Нюра живет где-то далеко, в городе, приезжает домой только в отпуск да так иногда навестить стариков. Она гладкая, сытая, телесистая. «Зелье, а не девка», — говорят о ней бабы. И еще говорят они, что она перецеловалась со всеми нашими мужиками: «Кто поманит, с тем и идет». И что все «укромности» они у нее высмотрели и всю траву у плетней перемяли.
Нюра в городе, не успев прижиться, обзавелась дочкой, привезла ее старикам, они и растят ее, а Нюра в городе, как говорят бабы, живет «в свое тело». Она не смутлива: вышла и стоит на крыльце, ну почти растелешенная, так у нас и не ходит никто из девушек и даже в речке купаются в сорочках, не зря мать шипит на нее из сеней:
— У, чтоб к тебе ночью под одеяло домовой залез.
Бранится, а ежели долго домой не едет Нюра, приходит к нашей маме, просит, собирая губы в левую ладошку:
— Раскинь, Луша, карты да погляди, не собирается ли дочка наведать нас. Соскучились мы о ней со стариком.
Скучает без Нюры-то, а как приедет она, только и слышишь, как ворчит на нее:
— У, шалобродница, опять домой на заре пришла. И когда ты уж натешишься, перестанешь стрелять глазами несытыми.

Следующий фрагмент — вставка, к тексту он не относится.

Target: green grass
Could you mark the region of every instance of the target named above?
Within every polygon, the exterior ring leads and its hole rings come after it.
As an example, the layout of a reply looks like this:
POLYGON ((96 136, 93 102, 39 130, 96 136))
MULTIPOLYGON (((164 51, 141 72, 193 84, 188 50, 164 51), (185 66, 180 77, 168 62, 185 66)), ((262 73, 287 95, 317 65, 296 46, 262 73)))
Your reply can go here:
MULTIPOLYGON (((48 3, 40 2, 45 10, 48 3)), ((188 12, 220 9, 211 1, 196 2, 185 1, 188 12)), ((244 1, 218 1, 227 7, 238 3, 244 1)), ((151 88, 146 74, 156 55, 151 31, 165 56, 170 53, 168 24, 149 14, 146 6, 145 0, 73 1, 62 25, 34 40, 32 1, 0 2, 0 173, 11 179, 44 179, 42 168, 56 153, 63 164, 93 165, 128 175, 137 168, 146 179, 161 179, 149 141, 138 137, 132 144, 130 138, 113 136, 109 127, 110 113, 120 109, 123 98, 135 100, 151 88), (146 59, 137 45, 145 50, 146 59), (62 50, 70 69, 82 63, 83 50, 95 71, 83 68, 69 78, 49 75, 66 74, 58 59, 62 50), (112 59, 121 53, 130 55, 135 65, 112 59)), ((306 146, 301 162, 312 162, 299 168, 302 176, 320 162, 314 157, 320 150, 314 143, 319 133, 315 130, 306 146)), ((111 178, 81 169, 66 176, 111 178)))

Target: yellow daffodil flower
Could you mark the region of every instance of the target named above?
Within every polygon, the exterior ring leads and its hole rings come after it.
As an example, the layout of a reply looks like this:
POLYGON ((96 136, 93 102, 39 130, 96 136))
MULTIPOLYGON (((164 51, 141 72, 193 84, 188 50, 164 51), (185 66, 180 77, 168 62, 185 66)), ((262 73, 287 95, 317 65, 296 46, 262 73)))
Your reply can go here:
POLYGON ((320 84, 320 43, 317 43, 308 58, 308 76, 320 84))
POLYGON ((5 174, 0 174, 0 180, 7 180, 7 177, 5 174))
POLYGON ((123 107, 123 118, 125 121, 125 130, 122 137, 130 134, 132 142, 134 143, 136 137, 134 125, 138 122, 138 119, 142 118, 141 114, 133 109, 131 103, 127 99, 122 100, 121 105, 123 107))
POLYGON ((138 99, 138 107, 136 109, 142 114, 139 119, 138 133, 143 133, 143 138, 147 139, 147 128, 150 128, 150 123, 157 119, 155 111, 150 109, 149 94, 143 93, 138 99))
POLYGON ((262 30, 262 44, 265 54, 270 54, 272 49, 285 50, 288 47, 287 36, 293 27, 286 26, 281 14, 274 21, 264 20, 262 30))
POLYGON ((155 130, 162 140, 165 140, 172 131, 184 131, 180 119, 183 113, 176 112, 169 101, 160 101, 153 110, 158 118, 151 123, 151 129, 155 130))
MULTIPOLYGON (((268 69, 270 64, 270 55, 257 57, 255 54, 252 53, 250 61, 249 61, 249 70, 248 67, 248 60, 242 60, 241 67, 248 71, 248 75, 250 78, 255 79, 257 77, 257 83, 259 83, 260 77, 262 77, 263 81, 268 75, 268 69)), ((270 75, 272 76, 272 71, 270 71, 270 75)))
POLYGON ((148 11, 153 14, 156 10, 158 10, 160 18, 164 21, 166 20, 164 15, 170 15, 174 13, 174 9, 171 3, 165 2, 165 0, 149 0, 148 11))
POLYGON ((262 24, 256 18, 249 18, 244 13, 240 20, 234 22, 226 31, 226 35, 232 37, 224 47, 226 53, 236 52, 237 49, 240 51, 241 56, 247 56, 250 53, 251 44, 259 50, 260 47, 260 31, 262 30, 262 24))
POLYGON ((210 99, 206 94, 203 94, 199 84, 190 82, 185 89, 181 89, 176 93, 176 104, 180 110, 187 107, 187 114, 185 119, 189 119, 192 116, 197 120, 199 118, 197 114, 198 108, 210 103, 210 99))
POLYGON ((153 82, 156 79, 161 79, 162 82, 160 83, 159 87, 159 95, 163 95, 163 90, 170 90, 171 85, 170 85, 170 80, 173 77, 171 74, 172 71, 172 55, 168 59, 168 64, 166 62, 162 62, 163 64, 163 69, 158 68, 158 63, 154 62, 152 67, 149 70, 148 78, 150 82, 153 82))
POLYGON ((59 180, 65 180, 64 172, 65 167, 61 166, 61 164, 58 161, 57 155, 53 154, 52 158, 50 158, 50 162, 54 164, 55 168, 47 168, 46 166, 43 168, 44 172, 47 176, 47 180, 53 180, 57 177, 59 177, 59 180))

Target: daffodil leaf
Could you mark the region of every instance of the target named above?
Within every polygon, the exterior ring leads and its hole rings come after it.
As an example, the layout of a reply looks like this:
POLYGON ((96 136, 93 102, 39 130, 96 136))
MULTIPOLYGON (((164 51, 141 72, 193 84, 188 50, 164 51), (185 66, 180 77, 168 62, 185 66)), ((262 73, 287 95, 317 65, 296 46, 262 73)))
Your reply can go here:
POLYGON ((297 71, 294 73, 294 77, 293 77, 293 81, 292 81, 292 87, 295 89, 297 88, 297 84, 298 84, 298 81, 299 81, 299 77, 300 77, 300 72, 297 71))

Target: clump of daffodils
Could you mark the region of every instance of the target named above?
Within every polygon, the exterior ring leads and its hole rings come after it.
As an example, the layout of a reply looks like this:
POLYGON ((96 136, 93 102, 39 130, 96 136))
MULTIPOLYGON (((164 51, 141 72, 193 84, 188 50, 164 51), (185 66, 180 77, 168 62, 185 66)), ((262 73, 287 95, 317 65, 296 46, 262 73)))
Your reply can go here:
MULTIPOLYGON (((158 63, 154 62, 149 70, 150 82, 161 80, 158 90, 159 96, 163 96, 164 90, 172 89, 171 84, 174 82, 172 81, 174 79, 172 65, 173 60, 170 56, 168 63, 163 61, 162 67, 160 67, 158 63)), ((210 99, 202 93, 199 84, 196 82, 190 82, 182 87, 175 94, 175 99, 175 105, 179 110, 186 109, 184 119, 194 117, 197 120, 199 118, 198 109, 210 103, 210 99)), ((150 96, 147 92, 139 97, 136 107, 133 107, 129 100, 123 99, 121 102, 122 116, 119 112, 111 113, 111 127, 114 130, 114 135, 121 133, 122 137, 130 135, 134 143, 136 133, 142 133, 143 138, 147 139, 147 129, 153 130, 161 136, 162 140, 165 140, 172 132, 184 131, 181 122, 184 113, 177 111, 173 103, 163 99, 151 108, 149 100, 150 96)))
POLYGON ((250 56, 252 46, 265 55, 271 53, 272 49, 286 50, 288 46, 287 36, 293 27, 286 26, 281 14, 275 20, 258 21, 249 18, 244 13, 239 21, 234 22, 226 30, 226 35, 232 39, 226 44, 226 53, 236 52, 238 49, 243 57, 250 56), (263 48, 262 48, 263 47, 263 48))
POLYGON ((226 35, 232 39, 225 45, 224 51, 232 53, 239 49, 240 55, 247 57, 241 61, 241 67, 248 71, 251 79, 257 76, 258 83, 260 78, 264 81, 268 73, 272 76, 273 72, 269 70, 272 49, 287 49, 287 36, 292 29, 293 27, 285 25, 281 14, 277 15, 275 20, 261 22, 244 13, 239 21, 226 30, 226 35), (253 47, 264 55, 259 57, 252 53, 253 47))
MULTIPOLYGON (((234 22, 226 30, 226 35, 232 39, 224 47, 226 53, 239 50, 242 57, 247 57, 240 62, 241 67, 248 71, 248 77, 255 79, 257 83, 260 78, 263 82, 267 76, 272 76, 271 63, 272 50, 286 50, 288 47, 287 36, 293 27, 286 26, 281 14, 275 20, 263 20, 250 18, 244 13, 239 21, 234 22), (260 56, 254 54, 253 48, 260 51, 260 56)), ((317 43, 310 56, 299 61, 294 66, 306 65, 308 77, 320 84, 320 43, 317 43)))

Нюра совсем не такая, как наши девушки: завитая, накрашенная, папироски курит. Сядет на завалинке, закинет ногу на ногу и подымливает, перебирает струны гитары, что-то намурлыкивает. Наверное, та жизнь, что ведет Нюра в городе, лучше нашей, и она тоскует о ней и, побыв немного у стариков и «перемутив мужиков наших», опять и порой надолго исчезает, и бабы не один день перемывают ее косточки у колодца, говорят бабы о разном, но все сходятся на одном: не задалась Павла Алексеевича дочка. Сам он мужик хороший и жена у него баба добрая, а дочка ни к черту не годится.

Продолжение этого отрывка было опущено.